Tuesday, May 09, 2006

The Final Goodbye

"The night before the burial of her husband's body, Katherine Cathey refused to leave the casket, asking to sleep next to his body for the last time. The Marines made a bed for her, tucking in the sheets below the flag. Before she fell asleep, she opened her laptop computer and played songs that reminded her of "Cat," and one of the Marines asked if she wanted them to continue standing watch as she slept. "I think it would be kind of nice if you kept doing it," she said. "I think that's what he would have wanted."
© 2005 Rocky Mountain News, Photo by Todd Heisler. http://www.pulitzer.org/year/2006/feature-photography/works/

First and foremost, my heartfelt and deepest sympathy goes out to the wives and families of these heroes. As a husband and father, I take great comfort knowing that if my life would have been required of me while fighting in Iraq, that my wife would have been given the same comfort and protection that Mrs. Cathy was given. It troubles me greatly that there are some in this country who put forth that my brother's deaths are some how the Almighty's retribution for America's moral decline. May I remind those misguided among us who argue this, that the same God said, "Greater love has no man than this: that a man lay down his life for his friends." But that's another issuealtogetherr and right now, one which I don't care to debate.

On a personal note, in earlier posts I wrote about the changes that one goes through after experiencing war...the baggage that one brings home with him. It's a struggle and it has been for me...on many different levels. I've spoken to so many others who were "over there" and in at least one aspect, we all share the same feelings; we could have done so much more while we were there. None of us wanted to die over there; all of us were willing. But when we hear/see/read about the ones who are either still there or the ones who come home in a flag-draped casket, and we are now living a life of comparative ease, somehow it just doesn't seem fair. I've resigned myself to the fact that for as long as Marines are in Iraq, a part of me will feel like I belong there fighting with them.
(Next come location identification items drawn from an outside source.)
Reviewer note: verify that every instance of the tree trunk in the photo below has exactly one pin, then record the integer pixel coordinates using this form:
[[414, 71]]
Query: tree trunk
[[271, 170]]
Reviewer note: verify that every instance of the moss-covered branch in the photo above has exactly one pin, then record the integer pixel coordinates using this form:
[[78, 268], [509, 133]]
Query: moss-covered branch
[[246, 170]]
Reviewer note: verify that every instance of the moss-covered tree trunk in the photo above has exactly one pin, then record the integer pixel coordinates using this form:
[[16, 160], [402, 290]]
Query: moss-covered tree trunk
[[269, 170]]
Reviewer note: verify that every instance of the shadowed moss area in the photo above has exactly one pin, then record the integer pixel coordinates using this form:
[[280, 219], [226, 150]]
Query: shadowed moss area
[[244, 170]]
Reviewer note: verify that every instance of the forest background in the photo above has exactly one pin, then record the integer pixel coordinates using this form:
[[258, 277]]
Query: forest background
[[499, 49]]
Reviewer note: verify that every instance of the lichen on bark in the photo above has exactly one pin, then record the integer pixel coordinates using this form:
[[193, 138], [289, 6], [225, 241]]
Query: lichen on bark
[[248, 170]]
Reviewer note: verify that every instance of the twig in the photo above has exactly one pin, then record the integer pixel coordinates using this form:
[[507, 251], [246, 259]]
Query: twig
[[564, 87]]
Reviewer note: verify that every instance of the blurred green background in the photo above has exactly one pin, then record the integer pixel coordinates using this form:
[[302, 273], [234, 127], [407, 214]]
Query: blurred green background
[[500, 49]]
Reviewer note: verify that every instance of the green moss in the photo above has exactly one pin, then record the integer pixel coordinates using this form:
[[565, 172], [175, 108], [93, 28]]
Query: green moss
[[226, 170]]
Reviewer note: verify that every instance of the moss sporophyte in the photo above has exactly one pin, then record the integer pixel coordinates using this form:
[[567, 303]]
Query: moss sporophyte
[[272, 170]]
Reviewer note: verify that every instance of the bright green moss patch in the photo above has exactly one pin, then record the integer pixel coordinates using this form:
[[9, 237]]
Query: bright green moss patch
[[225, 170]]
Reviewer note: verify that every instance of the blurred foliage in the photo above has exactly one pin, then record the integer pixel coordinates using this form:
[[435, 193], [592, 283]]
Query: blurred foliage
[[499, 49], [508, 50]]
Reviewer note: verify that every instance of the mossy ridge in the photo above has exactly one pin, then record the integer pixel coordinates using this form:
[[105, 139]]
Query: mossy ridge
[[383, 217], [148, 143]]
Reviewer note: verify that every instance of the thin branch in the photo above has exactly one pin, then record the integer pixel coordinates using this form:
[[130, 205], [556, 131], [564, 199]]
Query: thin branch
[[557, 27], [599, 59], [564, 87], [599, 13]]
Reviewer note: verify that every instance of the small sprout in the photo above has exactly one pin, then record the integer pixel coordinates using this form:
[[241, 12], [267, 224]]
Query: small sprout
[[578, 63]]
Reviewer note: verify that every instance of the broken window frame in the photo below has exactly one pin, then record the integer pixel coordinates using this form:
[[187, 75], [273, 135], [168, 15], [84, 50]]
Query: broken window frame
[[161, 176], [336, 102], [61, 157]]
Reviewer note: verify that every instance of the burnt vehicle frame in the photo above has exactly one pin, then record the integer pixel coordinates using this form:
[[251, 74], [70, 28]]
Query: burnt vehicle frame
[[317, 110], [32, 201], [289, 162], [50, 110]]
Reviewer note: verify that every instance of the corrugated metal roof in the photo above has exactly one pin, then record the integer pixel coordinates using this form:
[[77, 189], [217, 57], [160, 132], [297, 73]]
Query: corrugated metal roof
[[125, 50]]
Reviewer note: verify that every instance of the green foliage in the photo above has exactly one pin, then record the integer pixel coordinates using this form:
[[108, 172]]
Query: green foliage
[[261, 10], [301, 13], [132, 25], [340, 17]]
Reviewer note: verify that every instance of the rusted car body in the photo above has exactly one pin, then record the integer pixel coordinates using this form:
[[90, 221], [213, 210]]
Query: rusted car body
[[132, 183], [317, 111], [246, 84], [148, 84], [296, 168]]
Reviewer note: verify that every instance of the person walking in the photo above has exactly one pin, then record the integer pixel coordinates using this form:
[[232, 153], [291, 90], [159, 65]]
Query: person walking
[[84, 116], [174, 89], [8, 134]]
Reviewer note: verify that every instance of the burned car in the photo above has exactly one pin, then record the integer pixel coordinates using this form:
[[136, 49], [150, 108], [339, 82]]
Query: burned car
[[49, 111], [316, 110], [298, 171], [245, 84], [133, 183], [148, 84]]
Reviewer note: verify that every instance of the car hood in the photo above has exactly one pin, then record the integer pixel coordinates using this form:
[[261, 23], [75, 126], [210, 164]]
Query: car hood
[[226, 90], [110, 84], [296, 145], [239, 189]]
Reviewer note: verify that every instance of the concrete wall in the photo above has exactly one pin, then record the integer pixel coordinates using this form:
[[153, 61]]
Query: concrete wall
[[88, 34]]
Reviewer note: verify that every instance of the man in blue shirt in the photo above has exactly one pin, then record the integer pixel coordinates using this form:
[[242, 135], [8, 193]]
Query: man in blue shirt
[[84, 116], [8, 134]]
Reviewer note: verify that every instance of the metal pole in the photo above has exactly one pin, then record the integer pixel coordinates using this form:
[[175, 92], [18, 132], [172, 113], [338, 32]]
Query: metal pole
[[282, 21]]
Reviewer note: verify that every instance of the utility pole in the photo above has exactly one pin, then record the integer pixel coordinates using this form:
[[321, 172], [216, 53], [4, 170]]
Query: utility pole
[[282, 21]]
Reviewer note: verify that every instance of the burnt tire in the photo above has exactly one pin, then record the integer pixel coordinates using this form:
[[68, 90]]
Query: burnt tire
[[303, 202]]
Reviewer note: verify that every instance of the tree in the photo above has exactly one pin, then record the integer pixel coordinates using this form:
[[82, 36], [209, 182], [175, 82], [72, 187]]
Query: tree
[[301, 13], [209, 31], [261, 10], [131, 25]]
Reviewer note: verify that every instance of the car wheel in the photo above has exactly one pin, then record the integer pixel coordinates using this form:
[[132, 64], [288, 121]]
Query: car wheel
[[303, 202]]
If I were still there, I don't have a single doubt that there would be 178,000 other Marines who want to be fighting right there beside me. We are a band of brothers and none of us would have it any other way.

Linked @ http://barbette.blogspot.com/


Barb said...

Katherine Cathey and all the wives of our fallen heroes are amazing people, and I know that the Marine community will watch out for her in many ways. And for her son, James Jr. - may he grow up with stories of his father's love and sacrifice.

Semper Gratus, from all of us who live under the blanket of the freedoms for wich you fight.

Kat said...

I know very little comparatively speaking and every day I wished that I was younger, fitter or had chosen the military as a career back then so I could be there with you all.


Anonymous said...

I hadn't checked your blog in a while, but this post is incredibly touching (not that your others arent but )this one is just amazing. I did also click through the links to the other photos. I do wish more people saw your writing. thank you,

karin said...

Awesome post...I always love to hear how you are doing. As Kat said, I too wish I was younger etc and had chosen the military, but we all have our life paths and work given to us to accomplish during our time here. I am grateful that I am allowed the honor of supporting those who serve and fight for our country (as a Soldiers Angel as well as other venues)
As always words fail to incompass the gratitude I feel for you and all who serve. May God continue to bless you and yours.